In times of trouble Burnley boss Sean Dyche once joked that he'd send the most basic of stress signals to assistant Ian Woan on the touchline.
Whenever faced with a crisis, and the situation seemingly beyond repair, the 48-year-old would simply inscribe the word 'HELP', in block capitals, on to his pad.
With cameras rolling and every behavioural trait analysed by so-called experts, Dyche stressed the importance of appearing to maintain a level of control.
Rather than looking bewildered on the sidelines, suffering from the old 'rabbit in the headlights' syndrome, Dyche, with tongue firmly in cheek, said that defacing his notebook would give the impression that he was in fact devising a masterplan.
Tuesday night's meeting against Manchester City would have been another one of those occasions where graffiti may have projected the desired facade.
The defending Premier League champions suffered a dressing room blackout ahead of kick-off at Turf Moor, but they illuminated the pitch once play got underway.
City's stars, illuminated by the lights on the iPhones of Raheem Sterling and John Stones, belted out a rendition of popular Oasis anthem 'Wonderwall' as darkness, caused by a blown fuse, descended.
"And all the roads we have to walk are winding. And all the lights that lead us there are blinding," sang Pep Guardiola's squad.
Their season so far has taken a number of meandering routes - defeats to Norwich City, Wolves and Liverpool with Saturday's stalemate at Newcastle United have formulated a big chunk of that labyrinth.
But City's leading lights - headed by Rodri, Kevin De Bruyne and Gabriel Jesus - were blinding midweek as they put four past the Clarets having owned 76 percent of possession.
Dyche, in a bid to protect some of his players with a hectic festive schedule in store, switched to a 4-5-1 system, though claims that this contributed to Burnley's vulnerability is just conjecture.
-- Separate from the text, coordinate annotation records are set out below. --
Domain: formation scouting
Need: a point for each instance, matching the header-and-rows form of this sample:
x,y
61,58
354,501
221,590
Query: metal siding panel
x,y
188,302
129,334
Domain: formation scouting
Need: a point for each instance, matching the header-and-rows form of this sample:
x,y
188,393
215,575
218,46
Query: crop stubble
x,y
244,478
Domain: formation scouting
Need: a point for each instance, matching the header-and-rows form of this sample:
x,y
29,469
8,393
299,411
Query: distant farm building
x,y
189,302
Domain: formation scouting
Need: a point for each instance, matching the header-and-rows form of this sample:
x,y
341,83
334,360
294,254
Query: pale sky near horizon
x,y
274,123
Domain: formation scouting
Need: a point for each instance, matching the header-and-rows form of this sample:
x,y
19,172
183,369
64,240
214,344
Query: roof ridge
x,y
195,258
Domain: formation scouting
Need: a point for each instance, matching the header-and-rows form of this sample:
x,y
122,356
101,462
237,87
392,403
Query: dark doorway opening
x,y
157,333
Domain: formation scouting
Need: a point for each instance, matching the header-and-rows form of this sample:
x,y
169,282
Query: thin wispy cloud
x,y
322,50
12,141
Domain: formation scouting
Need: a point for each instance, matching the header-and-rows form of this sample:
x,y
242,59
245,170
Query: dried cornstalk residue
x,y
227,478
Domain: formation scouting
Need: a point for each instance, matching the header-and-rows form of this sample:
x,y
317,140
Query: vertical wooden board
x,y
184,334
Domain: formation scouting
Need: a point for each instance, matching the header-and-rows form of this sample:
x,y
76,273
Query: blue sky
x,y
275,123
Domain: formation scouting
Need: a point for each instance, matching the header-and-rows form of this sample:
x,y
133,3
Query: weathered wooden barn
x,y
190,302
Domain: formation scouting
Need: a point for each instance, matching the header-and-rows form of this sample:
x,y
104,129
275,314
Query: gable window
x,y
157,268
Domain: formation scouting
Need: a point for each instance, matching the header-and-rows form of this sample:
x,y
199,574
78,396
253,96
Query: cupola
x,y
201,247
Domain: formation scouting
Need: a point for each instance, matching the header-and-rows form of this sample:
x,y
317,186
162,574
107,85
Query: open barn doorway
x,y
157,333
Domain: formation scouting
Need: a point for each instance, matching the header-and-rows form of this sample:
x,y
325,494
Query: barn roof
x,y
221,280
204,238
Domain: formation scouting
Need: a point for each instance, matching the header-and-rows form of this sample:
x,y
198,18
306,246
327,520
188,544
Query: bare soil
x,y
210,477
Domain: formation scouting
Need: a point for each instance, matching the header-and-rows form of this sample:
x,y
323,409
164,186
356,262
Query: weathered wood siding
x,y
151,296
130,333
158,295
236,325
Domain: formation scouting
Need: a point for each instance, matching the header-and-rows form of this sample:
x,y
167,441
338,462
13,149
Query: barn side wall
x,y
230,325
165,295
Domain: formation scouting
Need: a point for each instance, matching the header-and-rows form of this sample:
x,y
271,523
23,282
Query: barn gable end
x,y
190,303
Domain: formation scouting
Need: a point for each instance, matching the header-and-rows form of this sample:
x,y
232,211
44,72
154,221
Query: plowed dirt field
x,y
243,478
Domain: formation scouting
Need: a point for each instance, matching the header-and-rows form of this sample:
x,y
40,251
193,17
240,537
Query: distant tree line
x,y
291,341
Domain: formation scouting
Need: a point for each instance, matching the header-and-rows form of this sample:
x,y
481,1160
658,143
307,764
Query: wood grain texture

"I think in the first half we tried to keep it tight," said Dyche. "We have had to change the side and a number of positions due to injury and late injuries as well, but we tried to keep it tight.
"I could have played with two centre forwards but we were trying to protect players. We got Dwight [McNeil] off because he is a big player for us and we wanted to give him a break with three games in a week.
"We changed tactics as well as we know it is difficult if you open up against these sort of sides. It more or less worked, they scored a worldie to get their noses in front.
"But in the second half we didn't turn up at all, particularly in the first five minutes. I don't think we broke the play up, I don't think we laid a glove on them physically and we certainly didn't keep the ball and they did.
"But credit to them, they are getting a lot of question marks but when they turn up they really do. And in the second half they were by far the better side.
"They shifted it quickly, their awareness, their technical ability, their goal-scoring prowess but equally doing the ugly stuff well in defending well, pressing well and getting the backline up. They are certainly a top side. Sometimes you have to hold your hands up."
Jeff Hendrick was employed in the number 10 role with the objective of keeping tabs on Rodri, but the Spanish holding midfielder answered his critics with a stunning, influential display.
The former Atletico Madrid man dictated play from deep, absorbed everything ahead of him, illustrated an impressive catalogue of passing and moved through the lines with incredible ease.
The finish that brought up City's third of the evening, a rasping drive from the edge of the box, epitomised the 23-year-old's display.
But he wasn't alone. Gabriel Jesus broke the deadlock with a magnificent strike that defied the laws of physics and mathematics.
Having shown Wilfried Zaha down the line at the weekend, with the Ivorian beating Nick Pope at the near post, Phil Bardsley opted to show the Brazilian striker inside.
The former Manchester United man looked as though he had the angle covered, but Jesus' finish was as impressive as turning water into wine.
With little space to work in, and an even tighter target to aim at, the Copa America winner somehow whipped the ball around Bardsley and inside the far post.
That was the turning point. Pope made a stunning save with his legs to deny Sterling from close range when De Bruyne fired the ball into the six-yard box.
And the England international obliged with a similar stop to keep out Bernardo Silva, who had pulled away from Erik Pieters.
Conceding early in the second half was the worst case scenario for the Clarets, who just didn't turn up for the second half.
Jesus was on his toes to convert Silva's cross in the 50th minute and went close to his hat-trick when spinning James Tarkowski in the penalty area soon after.
Rodri slammed home the third in the 68th minute, Angelino fired just wide of the upright, before substitute Mahrez fired across Pope and in to the corner with three minutes remaining.
One of few positives from the night, in addition to Danny Drinkwater getting minutes in his legs, was Robbie Brady scoring his first goal for Burnley in more than two years.
The Republic of Ireland international swept the ball past Ederson as the ball broke kindly for him inside the area.